Brookes N H, Loh I-P, Clover G M, Poole C A, Sherwin T
Department of Ophthalmology, Faculty of Medicine and Health Sciences, University of Auckland, Private Bag 92019, Auckland, New Zealand.
Exp Eye Res. 2003 Oct;77(4):515-24. doi: 10.1016/s0014-4835(03)00148-9.

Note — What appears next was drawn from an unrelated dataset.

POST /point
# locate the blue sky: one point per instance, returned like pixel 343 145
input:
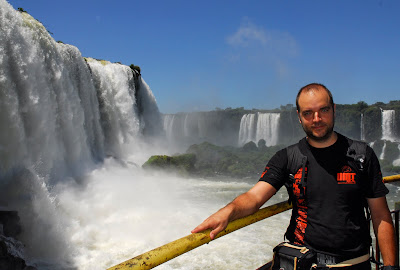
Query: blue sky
pixel 199 55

Keratoconus is a debilitating corneal thinning disease that principally develops in the second and third decades of life. Our group previously developed a novel approach to studying keratoconus, based on the observation that there is a gradient of damage across the keratoconic cone. We identified a number of cellular characteristics of keratoconus such as discrete incursions of fine cellular processes from the anterior keratocytes in association with localised indentation of the basal epithelium, and increased levels of the lysosomal enzymes Cathepsin B and G in aberrant keratocytes, located beneath compromised regions of Bowman's layer, but also deeper in the stroma. Enzyme activity by these cells seemed to be causing localised structural degradation of the anterior stroma, leading to near-complete destruction of both Bowman's layer and the stroma, often necessitating a full-thickness corneal graft for sight restoration. This current study extends our initial findings by investigating the role of corneal nerves passing between the stroma and epithelium at the sites of early degradative change observed previously, and may be facilitating the keratocyte-epithelial interactions in this disease. Cells in sections of normal and keratoconic human corneas were labelled with the fixable fluorescent viability dye 5-chloromethylfluorescein diacetate, antibodies to alpha-tubulin (nerves), alpha3beta1 integrin, Cathepsin B and G, and the nuclear dye DAPI, and then examined with a confocal microscope. Anterior keratocyte nuclei were seen wrapping around the nerves as they passed through the otherwise acellular Bowman's layer, and as the disease progressed and Bowman's layer degraded, these keratocytes were seen to express higher levels of Cathepsin B and G, and become displaced anteriorly into to the epithelium. Localised nerve thickenings also developed within the epithelium in association with Cathepsin B and G expression, and appeared to be very destructive to the cornea. Insight into the molecular mechanisms of keratoconic disease pathogenesis and progression can be gained from the process of extracellular matrix remodelling known from studies of connective tissues other than the cornea, and wound healing studies in the cornea. Further studies are required to determine how well this model fits the actual molecular basis of the pathogenesis of keratoconus.
圆锥角膜是一种使人衰弱的角膜变薄疾病,主要在人生的第二个和第三个十年发展。我们的研究小组先前基于圆锥角膜圆锥体上存在损伤梯度这一观察结果,开发了一种研究圆锥角膜的新方法。我们确定了圆锥角膜的一些细胞特征,比如前角膜细胞的精细细胞突起离散侵入,伴有基底上皮的局部凹陷,以及位于Bowman层受损区域下方但也在基质更深层的异常角膜细胞中溶酶体酶组织蛋白酶B和G的水平升高。这些细胞的酶活性似乎导致前基质的局部结构降解,导致Bowman层和基质几乎完全破坏,通常需要进行全层角膜移植来恢复视力。当前这项研究通过调查先前观察到的早期降解变化部位基质与上皮之间通过的角膜神经的作用,扩展了我们最初的发现,并且可能在促进这种疾病中角膜细胞与上皮的相互作用。正常和圆锥角膜人角膜切片中的细胞用可固定的荧光活力染料5-氯甲基荧光素二乙酸酯、抗α-微管蛋白(神经)抗体、α3β1整合素、组织蛋白酶B和G以及核染料DAPI进行标记,然后用共聚焦显微镜检查。在前角膜细胞核穿过原本无细胞的Bowman层时,可以看到它们围绕着神经,并且随着疾病进展和Bowman层降解,可以看到这些角膜细胞表达更高水平的组织蛋白酶B和G,并向前移位到上皮中。上皮内还出现了与组织蛋白酶B和G表达相关的局部神经增粗,并且似乎对角膜具有很强的破坏性。从对角膜以外的结缔组织的研究以及角膜伤口愈合研究中已知的细胞外基质重塑过程,可以深入了解圆锥角膜疾病发病机制和进展的分子机制。需要进一步研究来确定这个模型与圆锥角膜发病机制的实际分子基础的契合程度。